Millions more was spent on additions and renovations, but dozens of projects added new administrative offices, counseling suites, updated libraries, labs and fine arts rooms, teachers' lounges and parking lots.

"That's not something that my administration can wash its hands of, " said Octavio Visiedo, superintendent from 1990 to 1996.

Visiedo said the board made specific promises during the bond campaign for additions such as art and music suites. More classrooms were needed, he said, but if plans changed, parents complained.

District staff also say the state has a say in where and when school systems can add new classrooms. And they say millions of dollars had to be spent upgrading existing schools and adding essentials such as new roofs and modern technology.

Parents say the district should have spent more money on new classrooms. Citrus Grove Elementary has a new administrative suite, a computer lab and some resource rooms, all part of the bond program.

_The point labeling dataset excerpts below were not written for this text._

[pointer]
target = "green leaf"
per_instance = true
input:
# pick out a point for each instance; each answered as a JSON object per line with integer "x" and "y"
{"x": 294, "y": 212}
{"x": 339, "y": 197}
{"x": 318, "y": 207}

But the school, built in the 1950s, has 13 portable classrooms. Several are so old, the wood frames have rotted. The media center can barely accommodate two classes. The stage is used for storage.

"What we really needed were classrooms, " School Board member Marta Pérez said.

OPENING TO CROWDS

New schools didn't fare much better - a majority were sideswiped by crowding as early as opening day.

In western Miami-Dade, Braddock High opened in 1990 with about 3,800 students, 800 more than the school's building capacity. North of Miami Lakes, Joella Good Elementary opened in 1990 at 350 students over capacity. Near west Kendall, Howard Doolin Middle opened with about 400 students too many.

Education experts are increasingly pushing for smaller schools, but some parents say the School Board should have built campuses that matched the needs of a growing community.

In the bustling neighborhoods of northwest Miami-Dade, Christopher McCarthy spent six years squeezed into Palm Springs North Elementary. He studied state capitols in a cramped portable classroom, took gym in a backyard without a ball field and shared a computer in a lab often too small for his class. Middle school was supposed to be different. Lawton Chiles Middle School opened three years ago on a sprawling campus without a single portable.

But more than 1,400 students showed up for class that year, about 100 more than the school's building capacity. By the second year, enrollment surged to almost 1,900 - 600 over capacity. Students crammed into storage rooms and offices, and 12-year-old Christopher in the first days of school sprinted to his packed civics class in case he couldn't find a desk.

"This school opened overcrowded. There should have been portables sitting there before the school opened up, " said Christopher's mother, Diana. "Somebody dropped the ball." Last June, the board voted to build bigger schools: elementary schools for 1,500 students, middle schools for 2,100 and high schools for 3,600.

Pérez said she doesn't like the idea but she voted for it because she wants to quickly ease crowding.

"We're put in a very difficult position, because this isn't ideal, " she says. "But [the district staff] comes to us and and tells us this is all because of the mistakes of the past and that this is the best we can do for students. . . . It's always like an urgency and an emergency."

The Legislature this year started requiring smaller schools, but Miami-Dade has permission to build larger campuses, and later break them up into smaller schools. "Even though the concept of smaller schools is great, Okaloosa County can do that, not Dade, Broward, Orange and other high-growth counties, " said Victor Alonso, with the district's planning office.